I am trying to get interpret the PID Log files that show up in the Track recorder folders – the information is great. What I would like to interpret is the time value – it is a huge number (e.g. 1605826471697) and varies by an average value of around 100.Does anyone know how that Time value relates to real time?

moreause
Member
Posts: 637
Post Re: Track Recorder PID Log
on: November 24, 2020 (GMT)

in my case i’m seeing to normal time

but could be a case of excel cell format issue
excel time is started somewhere in january 1900 and increment

if you use a number format you see and big number if you change it to date or time it ok

ps in my case they show as they should

GPS Time Device Time
Sat Oct 05 19:09:23 HAE 2013 05-oct.-2013 21:13:10.729

just for fun try to export the file just to see if there is some change

Tux
Member
Posts: 12
Post Re: Track Recorder PID Log
on: November 25, 2020 (GMT)

It’s undoubtedly the time in milliseconds since the Unix epoch (01 Jan 1970 00:00:00 UTC). Decoded, your example would be “19 Nov 2020 22:54:31 UTC”. Convert to your preferred time zone, of course. :)

gyorston
Member
Posts: 15
Post Re: Track Recorder PID Log
on: November 25, 2020 (GMT)

Thanks for the feedback – will give alternate formatting a try

gyorston
Member
Posts: 15
Post Re: Track Recorder PID Log
on: November 25, 2020 (GMT)

Hey Tux, what was your formula to decode?

gyorston
Member
Posts: 15
Post Re: Track Recorder PID Log
on: November 25, 2020 (GMT)

I worked it out – thanks for the clue. Convert using a formula like this : =A2/1000/86400+25569 where A2 is the Unix Epoch date, 86400 represents seconds in a day, 1000 sorts out the milliseconds and 25569 adds the start date (01/01/1970). Then all you need to do is adjust for your timezone

Tux
Member
Posts: 12
Post Re: Track Recorder PID Log
on: November 25, 2020 (GMT)

Glad to hear you worked it out, but I don’t understand how your formula works. For example, 25569 days is roughly 70 years, not 50 (2020-1970). But who am I to question it if it solves your problem? :)

I will say that any formula for converting ‘seconds since Unix epoch’ to today’s date/time which doesn’t account for leap years will not be robust enough to use in the general case.
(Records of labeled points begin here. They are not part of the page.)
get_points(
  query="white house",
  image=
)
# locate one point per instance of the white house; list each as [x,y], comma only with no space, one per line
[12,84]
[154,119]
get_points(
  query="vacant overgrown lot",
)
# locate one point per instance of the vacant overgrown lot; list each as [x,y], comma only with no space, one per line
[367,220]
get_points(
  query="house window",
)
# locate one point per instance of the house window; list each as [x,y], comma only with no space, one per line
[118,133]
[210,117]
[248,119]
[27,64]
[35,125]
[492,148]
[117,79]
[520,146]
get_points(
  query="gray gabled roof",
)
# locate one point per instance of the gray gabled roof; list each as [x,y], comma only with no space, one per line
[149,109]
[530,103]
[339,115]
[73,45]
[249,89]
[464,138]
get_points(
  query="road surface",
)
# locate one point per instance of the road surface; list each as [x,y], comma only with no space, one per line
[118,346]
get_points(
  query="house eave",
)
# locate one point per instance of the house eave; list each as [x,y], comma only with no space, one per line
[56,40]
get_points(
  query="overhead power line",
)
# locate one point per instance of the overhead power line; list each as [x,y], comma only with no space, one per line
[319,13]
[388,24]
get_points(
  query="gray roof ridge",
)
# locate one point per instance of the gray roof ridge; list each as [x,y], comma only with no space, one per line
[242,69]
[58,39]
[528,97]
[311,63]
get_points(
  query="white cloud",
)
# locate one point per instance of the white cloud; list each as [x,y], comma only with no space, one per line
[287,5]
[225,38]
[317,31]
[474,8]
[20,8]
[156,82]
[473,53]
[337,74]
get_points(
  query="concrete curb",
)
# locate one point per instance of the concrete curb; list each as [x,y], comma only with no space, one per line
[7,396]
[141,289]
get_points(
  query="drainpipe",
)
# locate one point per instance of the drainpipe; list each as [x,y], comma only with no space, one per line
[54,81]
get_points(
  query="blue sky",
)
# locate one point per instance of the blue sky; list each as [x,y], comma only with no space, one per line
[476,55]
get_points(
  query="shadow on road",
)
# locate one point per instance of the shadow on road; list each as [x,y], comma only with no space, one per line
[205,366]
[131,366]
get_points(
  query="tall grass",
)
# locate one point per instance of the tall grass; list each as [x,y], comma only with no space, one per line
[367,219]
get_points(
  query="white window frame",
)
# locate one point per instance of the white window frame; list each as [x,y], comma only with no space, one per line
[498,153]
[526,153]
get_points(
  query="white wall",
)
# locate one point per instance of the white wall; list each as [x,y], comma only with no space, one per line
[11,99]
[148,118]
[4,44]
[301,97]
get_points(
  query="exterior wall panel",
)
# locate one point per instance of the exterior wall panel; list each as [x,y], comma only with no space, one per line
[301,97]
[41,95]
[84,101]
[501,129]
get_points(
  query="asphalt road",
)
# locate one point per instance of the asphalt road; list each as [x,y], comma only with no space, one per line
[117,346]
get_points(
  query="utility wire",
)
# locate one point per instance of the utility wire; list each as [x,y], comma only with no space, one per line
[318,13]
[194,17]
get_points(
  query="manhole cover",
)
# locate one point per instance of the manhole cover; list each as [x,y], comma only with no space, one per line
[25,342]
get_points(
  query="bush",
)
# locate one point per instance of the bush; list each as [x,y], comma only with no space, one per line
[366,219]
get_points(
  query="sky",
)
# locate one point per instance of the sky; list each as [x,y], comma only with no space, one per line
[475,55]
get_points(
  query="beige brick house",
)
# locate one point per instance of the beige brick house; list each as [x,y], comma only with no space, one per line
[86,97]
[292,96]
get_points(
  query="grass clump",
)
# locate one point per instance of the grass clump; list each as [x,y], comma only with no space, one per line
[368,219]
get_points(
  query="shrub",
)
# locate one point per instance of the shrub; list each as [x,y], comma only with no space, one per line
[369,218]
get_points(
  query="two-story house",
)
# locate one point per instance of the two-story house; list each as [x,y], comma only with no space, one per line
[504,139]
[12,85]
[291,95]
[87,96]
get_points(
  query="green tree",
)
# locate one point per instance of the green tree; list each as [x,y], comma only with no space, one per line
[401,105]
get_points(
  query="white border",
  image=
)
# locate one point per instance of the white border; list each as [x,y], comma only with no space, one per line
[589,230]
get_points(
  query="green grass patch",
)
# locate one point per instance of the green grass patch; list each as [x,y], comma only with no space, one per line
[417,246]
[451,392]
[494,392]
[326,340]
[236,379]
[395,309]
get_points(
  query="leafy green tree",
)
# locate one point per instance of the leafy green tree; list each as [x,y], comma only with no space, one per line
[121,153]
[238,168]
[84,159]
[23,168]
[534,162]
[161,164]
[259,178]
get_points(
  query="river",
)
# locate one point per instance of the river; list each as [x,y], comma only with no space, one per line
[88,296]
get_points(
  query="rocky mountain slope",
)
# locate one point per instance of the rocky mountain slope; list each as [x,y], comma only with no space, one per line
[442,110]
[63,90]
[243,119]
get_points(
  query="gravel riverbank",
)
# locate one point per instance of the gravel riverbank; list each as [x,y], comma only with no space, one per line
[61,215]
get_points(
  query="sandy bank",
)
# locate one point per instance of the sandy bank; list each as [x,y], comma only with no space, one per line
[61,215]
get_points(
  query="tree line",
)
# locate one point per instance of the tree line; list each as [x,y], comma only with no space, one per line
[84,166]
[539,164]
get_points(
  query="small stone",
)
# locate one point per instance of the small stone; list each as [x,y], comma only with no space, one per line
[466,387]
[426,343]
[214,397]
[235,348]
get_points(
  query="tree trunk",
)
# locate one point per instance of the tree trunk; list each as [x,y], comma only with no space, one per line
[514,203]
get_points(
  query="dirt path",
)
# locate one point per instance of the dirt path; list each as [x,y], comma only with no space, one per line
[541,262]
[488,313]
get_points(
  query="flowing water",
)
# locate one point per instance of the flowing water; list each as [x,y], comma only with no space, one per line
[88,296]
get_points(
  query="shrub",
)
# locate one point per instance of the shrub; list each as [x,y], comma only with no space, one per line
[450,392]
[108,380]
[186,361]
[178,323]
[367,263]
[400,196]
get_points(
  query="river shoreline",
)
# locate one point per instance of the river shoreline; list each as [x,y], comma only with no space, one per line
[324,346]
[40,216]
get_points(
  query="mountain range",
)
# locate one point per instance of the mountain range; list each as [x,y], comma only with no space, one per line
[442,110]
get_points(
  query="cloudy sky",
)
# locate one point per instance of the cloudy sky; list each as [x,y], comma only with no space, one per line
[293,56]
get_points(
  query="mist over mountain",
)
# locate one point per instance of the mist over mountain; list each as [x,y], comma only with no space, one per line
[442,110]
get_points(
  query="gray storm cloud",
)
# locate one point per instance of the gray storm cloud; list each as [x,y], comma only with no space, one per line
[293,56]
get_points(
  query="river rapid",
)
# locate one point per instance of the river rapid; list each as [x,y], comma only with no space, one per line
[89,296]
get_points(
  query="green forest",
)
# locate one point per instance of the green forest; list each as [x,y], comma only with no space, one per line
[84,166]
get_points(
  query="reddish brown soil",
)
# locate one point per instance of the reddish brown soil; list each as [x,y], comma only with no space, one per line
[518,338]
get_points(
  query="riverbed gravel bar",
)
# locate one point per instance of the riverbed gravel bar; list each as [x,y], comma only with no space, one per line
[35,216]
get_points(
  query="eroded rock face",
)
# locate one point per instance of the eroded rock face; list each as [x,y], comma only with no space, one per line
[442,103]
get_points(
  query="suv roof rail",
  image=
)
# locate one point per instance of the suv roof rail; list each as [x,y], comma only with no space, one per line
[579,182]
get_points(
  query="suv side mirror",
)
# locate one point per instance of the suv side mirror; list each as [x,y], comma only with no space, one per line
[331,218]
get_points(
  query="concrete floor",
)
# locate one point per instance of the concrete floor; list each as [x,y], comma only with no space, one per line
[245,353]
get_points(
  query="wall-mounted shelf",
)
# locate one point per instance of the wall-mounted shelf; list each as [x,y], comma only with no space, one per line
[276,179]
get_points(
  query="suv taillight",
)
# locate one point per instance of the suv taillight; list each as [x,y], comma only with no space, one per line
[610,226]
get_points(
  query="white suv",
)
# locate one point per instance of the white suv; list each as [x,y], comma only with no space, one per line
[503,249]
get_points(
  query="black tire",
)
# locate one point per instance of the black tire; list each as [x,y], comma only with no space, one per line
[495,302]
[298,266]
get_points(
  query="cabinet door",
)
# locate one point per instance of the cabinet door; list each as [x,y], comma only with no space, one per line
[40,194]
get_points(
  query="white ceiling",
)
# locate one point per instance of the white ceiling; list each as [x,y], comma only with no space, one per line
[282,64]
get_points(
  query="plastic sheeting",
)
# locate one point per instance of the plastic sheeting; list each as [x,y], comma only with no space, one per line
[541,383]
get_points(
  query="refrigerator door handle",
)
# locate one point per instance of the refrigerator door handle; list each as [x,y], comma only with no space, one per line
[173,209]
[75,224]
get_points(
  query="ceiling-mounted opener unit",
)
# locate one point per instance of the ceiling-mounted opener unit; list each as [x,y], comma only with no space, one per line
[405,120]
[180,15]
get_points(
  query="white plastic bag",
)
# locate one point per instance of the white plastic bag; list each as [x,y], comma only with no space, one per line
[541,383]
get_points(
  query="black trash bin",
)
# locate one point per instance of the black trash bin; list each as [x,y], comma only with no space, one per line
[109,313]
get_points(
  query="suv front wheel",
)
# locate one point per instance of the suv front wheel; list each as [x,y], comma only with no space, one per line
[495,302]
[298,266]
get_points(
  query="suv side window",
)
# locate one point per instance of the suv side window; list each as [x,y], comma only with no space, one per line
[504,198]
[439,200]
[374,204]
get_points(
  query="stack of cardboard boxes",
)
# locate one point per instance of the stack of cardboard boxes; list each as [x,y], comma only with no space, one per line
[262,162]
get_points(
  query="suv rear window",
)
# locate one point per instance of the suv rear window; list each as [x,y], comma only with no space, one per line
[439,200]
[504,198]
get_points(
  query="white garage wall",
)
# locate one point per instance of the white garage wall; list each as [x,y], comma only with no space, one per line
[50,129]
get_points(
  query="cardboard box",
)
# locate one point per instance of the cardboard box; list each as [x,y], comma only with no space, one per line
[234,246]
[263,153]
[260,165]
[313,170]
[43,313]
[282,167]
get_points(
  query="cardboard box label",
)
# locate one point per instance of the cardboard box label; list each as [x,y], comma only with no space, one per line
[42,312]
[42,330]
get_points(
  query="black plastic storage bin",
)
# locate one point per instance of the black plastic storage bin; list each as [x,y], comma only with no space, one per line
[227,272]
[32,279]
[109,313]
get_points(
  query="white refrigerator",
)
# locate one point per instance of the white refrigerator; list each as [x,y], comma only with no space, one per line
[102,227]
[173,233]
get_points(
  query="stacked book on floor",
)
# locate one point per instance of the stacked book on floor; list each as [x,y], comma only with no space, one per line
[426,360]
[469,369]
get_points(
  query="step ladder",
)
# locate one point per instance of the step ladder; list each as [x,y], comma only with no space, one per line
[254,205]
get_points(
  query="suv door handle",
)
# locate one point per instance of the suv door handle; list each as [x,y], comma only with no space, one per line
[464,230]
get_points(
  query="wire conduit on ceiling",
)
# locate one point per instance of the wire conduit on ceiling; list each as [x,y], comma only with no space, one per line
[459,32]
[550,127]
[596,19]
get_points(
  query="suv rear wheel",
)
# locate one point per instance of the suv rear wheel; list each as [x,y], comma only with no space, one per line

How are you doing the computation (spreadsheet, program [what language])? The time in seconds (not milliseconds) since the Unix epoch is a very common thing in the computing world and there should be a function to do the calculation for you — in both directions, in fact. No sense re-inventing the wheel! :)

As to how I did the conversion, it’s a trivial 1-line command in Linux:

> TZ='UTC' date -d @1605826471
Thu Nov 19 22:54:31 UTC 2020

If I wanted it in my local timezone, I’d just leave off the leading “TZ=’UTC'” part.

But of course, when doing it programmatically, I use the various ‘time’ library’s functions.